The probability density of the p-pulse for a particle is

\(\rho(p)=\frac{1}{4}\frac{a}{\pi\hbar}\Big[\frac{\sin{\frac{pa}{2\hbar}-\frac{n\pi}{2}}}{\frac{pa}{2\hbar}-\frac{n\pi}{2}}+(-1)^{n+1}\frac{\sin{\frac{pa}{2\hbar}+\frac{n\pi}{2}}}{\frac{pa}{2\hbar}+\frac{n\pi}{2}}\Big]^2\)
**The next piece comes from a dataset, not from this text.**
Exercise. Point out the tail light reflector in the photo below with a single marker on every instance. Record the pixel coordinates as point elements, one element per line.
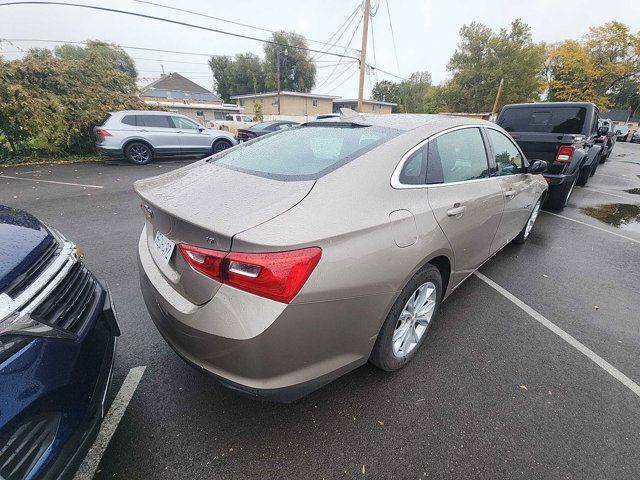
<point>278,276</point>
<point>565,153</point>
Write a program that calculates \(\rho\) with numerical values: a = 1.6, \(\hbar\) = 197, p = 0.07 and for n varying from 1 to \(n_{max}\).

#include <stdio.h>
#include <math.h>
#include <conio.h>
void main()
{
	int n,nmax=10;
	double a,hb,p,pi=acos(-1.),pis2,x,y,u;
	a=1.6; hb=197.; p=0.07;
	pis2=pi/2.;
	x=p*a/2./hb;
	for(n=1;n<=nmax;n++)
	{
		y=n*pis2;
		u=sin(x-y)/(x-y)+pow(-1,n+1)*sin(x+y)/(x+y);
		printf("n=%d rho=%lg\n",n,a/pi/hb/4.*u*u);
	}
	getch();
}